France | France, Cour administrative d'appel de Versailles, 2ème chambre, 05 juin 2014, 12VE02573


Vu la requête, enregistrée le 13 juillet 2012, présentée pour M. B...C...demeurant..., par Me Sebban, avocat ; M. C... demande à la Cour :

1° d'annuler le jugement n° 1106398 du 22 mai 2012 par lequel le Tribunal administratif de Cergy-Pontoise a annulé l'arrêté en date du 20 mai 2011 par lequel le maire de la commune de Saint-Leu-la-Forêt lui a accordé un permis de construire pour la reconstruction d'une maison d'habitation située 92 rue du Château sur le territoire de ladite commune ;

2° de rejeter la demande de M. et Mme E...;

3° de mettre à la charge

de toute partie succombante la somme de 2 000 euros sur le fondement de l'article ...

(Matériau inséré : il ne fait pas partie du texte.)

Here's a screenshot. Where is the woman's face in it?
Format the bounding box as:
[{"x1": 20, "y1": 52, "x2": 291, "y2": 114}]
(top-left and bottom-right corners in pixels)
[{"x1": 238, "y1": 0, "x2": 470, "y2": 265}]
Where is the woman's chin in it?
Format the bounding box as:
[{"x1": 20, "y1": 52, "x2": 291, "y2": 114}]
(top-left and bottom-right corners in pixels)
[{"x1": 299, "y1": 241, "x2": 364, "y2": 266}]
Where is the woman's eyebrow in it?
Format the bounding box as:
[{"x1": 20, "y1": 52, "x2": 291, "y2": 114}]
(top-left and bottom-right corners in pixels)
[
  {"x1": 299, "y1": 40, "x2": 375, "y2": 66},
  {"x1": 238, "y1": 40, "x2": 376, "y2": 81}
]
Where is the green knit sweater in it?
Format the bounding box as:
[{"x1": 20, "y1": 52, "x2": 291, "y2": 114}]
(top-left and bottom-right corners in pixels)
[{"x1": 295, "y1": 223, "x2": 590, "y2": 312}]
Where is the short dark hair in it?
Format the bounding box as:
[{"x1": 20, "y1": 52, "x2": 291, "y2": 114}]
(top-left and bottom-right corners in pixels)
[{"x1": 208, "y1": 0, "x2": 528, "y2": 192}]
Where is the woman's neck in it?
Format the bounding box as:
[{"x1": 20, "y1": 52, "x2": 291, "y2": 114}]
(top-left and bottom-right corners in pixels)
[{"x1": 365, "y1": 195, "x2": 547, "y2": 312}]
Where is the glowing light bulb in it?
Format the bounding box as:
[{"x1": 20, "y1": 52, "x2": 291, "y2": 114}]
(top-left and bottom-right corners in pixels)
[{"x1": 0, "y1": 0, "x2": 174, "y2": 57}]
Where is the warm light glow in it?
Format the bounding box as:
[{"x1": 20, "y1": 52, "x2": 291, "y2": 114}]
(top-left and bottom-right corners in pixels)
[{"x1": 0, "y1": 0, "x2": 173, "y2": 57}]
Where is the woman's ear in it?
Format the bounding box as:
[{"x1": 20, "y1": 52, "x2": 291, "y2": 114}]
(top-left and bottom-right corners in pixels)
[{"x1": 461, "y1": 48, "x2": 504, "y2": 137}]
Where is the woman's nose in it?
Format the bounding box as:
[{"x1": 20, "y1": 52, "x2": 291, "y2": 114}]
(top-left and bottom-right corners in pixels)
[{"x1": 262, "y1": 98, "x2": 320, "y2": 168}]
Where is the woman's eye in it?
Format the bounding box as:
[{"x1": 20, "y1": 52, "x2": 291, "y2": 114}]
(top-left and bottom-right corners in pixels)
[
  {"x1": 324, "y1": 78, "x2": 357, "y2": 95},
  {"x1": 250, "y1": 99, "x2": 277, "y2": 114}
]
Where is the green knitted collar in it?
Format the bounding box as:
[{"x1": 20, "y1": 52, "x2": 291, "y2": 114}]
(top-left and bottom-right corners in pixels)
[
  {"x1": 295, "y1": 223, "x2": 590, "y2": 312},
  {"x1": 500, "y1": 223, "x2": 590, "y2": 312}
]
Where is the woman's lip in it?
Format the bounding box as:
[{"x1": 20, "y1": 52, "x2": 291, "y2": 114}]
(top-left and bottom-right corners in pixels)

Vu la requête, enregistrée le 13 juillet 2012, présentée pour M. B...C...demeurant..., par Me Sebban, avocat ; M. C... demande à la Cour :

1° d'annuler le jugement n° 1106398 du 22 mai 2012 par lequel le Tribunal administratif de Cergy-Pontoise a annulé l'arrêté en date du 20 mai 2011 par lequel le maire de la commune de Saint-Leu-la-Forêt lui a accordé un permis de construire pour la reconstruction d'une maison d'habitation située 92 rue du Château sur le territoire de ladite commune ;

2° de rejeter la demande de M. et Mme E...;

3° de mettre à la charge de toute partie succombante la somme de 2 000 euros sur le fondement de l'article L. 761-1 du code de justice administrative et les entiers dépens ;

Il soutient que :

- le dossier de demande de permis de construire, qui porte sur la reconstruction à l'identique d'une construction existante dont la commune avait une parfaite connaissance, remplit les conditions des articles R. 431-8 et R. 431-10 du code de l'urbanisme ;

- le projet remplit les conditions de l'article L. 111-3 du code de l'urbanisme dans la mesure où contrairement à ce qu'a jugé le tribunal le bâtiment a été détruit ou démoli depuis moins de dix ans ;

- l'article U1/2 du plan local d'urbanisme (PLU) n'est pas applicable en l'absence de destruction liée à un sinistre ;

- les articles U1/6 et U1/7 du plan local d'urbanisme et l'obligation jurisprudentielle de ne pas aggraver la non-conformité d'un bâtiment avec le plan local d'urbanisme actuel sont sans effet sur le cas d'espèce ;

..........................................................................................................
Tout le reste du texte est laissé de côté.